DEq: The Math#

To define DEq, we will ask “For a given card \(c\), what is the average marginal win rate attributable to choosing the card relative to picking it into the trash”. The last part of that condition might seem a bit strange. Why not “compared to the next alternative”? The reason is that the alternative depends on the context in which the card was observed to be chosen, whereas when we are choosing between two cards, we want a consistent baseline that enables us to make that comparison. When cards were observed to be chosen highly, a greater cost in fresh packs was paid compared to cards that were chosen later, and the core idea of DEq is to account for that difference, by crediting that cost, as measured by ATA, back to the imputed win rate.

The base formula for DEq is as follows, which I will then explain and derive in detail for those who have the appetite:

\[ \text{DEq Base} = \text{GP %}(c) \cdot \left( \text{GP WR}(c) - \mu + 3\% \cdot(1 - (\text{ATA}(c) - 1) / 14 )^2 \right). \]

I then further apply some relatively minor adjustments which I will detail below and are provisional anyway. DEq Base is perfectly suitable on its own as a card quality metric.

Pick Equity#

Let

\[\mu = P[\text{W}]\]

be the theoretical mean game win rate for a given player cohort (e.g. me, you, or 17Lands “Top” players) for a metagame (e.g. a particular set on a particular day for a particular rank), and let

\[\mu_k = P[\text{W} | N_k]\]

be the probability of winning conditioned on a “null pick” \(N_k\), meaning, picking a card straight into the trash, or replacing it with a basic land, for one \(k\)-th pick in one pack (i.e. averaged over the three packs). Then let

\[ r_k = \mu - \mu_k \]

be the “pick equity” of a \(k\)-th pick, that is, the marginal win rate attributable to making that pick, on average. When you choose a card with a \(k\)-th pick, on average, you are giving up \(r_k\) of winrate in exchange for adding that particular card to your pool.

A proper estimate of \(r_k\) is a piece of analysis that I intend to do thoroughly down the road, but for now I am relying on estimates based on previous analysis and a bit of eye test on the final results. I’ve found that a quadratic fit with P1 being worth 3% gives good results.
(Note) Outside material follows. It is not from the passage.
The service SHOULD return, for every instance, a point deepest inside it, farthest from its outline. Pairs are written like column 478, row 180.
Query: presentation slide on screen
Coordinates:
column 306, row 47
Note that DEq is most useful in pack one, where your early picks are generally more valuable.

import matplotlib.pyplot as plt
import matplotlib.ticker as mtick
import numpy as np

_, ax = plt.subplots()
x = np.arange(1, 15)
y = 0.03 * (1 - (x - 1) / 14) ** 2
ax.yaxis.set_major_formatter(mtick.PercentFormatter(1.0, decimals=1))
ax.plot(x, y)
ax.set_title("Model Pick Equity by Pick Num")
ax.set_ylabel("Pick Equity")
ax.set_xlabel("Pick Num")
ax.set_xticks(x)
plt.show()
_images/73c10b5c2dec2900bc1d7ca3eceac22d1bd13e36403d28f8b8837fa1cedd13f1.png

In practice, we apply this model to the observed ATA (average taken at), since that is the number we have available. While there is a bit of convexity, this shouldn’t trouble us too much. For a given card, in a given metagame, we identify this quantity as \(r_{\text{ATA}(c)}.\)

DEq Base#

We’re going to get technical because it will allow us to specify exactly the assumptions that create bias in the final model. The notation is a bit complicated, and could be improved, but sometimes that’s just the way it is. The final formula is relatively intuitive so you can skip to that. The essence of the below is that DEq is GP WR plus Pick Equity modified by GP %. We will have to define a bunch of events and rearrange some conditional probabilities to get there.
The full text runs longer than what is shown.